You'll note that I've avoided using your next(tups)
strategy to get the arguments for each function call and instead I'm passing the args directly, as constants. The time taken to perform next(tups)
should be fairly constant, but it's best to eliminate such overheads, when practical, so that the reported time measurements more accurately reflect the performance of the code we're really interested in.
Also, it's usual to perform several repetitions of the timing loop and take the minimum value; FWIW, I generally do 3 to 5 reps. From the timeit docs:
Note
It’s tempting to calculate mean and standard deviation from the result
vector and report these. However, this is not very useful. In a
typical case, the lowest value gives a lower bound for how fast your
machine can run the given code snippet; higher values in the result
vector are typically not caused by variability in Python’s speed, but
by other processes interfering with your timing accuracy. So the min()

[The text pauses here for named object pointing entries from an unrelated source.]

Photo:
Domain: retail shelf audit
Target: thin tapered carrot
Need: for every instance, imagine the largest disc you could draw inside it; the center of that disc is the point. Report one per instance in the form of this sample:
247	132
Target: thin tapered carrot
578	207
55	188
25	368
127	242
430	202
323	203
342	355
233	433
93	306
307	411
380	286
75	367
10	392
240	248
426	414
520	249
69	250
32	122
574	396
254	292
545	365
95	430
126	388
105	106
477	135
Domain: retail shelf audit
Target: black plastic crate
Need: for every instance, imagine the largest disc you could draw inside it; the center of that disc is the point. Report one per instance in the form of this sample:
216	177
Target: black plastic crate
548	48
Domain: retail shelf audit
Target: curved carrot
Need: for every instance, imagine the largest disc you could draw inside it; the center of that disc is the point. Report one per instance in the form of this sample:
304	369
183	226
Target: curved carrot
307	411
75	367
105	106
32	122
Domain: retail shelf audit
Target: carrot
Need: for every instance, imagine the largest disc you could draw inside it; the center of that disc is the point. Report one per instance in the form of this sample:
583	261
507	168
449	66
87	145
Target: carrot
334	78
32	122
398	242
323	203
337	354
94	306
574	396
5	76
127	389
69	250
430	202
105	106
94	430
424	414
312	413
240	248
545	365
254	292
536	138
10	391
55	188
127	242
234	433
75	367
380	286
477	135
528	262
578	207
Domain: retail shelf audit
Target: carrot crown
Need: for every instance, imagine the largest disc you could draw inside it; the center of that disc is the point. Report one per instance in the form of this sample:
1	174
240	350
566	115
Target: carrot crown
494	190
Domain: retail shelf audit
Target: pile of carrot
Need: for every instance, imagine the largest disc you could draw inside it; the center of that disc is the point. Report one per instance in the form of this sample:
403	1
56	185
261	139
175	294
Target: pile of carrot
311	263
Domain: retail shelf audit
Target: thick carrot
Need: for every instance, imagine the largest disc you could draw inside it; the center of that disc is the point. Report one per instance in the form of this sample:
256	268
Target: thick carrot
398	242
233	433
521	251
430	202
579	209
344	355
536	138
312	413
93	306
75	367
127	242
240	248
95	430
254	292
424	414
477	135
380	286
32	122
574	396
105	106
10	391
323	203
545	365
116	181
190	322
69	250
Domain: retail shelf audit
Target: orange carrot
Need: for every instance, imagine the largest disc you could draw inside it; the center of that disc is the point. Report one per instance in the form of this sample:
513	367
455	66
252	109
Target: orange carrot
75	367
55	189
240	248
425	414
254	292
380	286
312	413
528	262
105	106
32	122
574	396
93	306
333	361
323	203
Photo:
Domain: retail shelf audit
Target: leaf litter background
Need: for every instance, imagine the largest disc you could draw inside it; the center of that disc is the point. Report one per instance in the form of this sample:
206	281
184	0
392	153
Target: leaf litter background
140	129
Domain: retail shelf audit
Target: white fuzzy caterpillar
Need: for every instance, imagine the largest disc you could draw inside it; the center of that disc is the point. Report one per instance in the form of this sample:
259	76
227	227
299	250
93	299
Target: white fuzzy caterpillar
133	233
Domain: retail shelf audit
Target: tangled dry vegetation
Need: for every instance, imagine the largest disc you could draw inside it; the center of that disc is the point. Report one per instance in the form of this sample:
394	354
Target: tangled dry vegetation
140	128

of the result is probably the only number you should be interested in.
After that, you should look at the entire vector and apply common
sense rather than statistics.
Your Meta post says that you want to perform & report on other micro-optimization experiments, so you might be interested in taking a look at some code I posted a few months ago that does time tests on various implementations of the factorial function.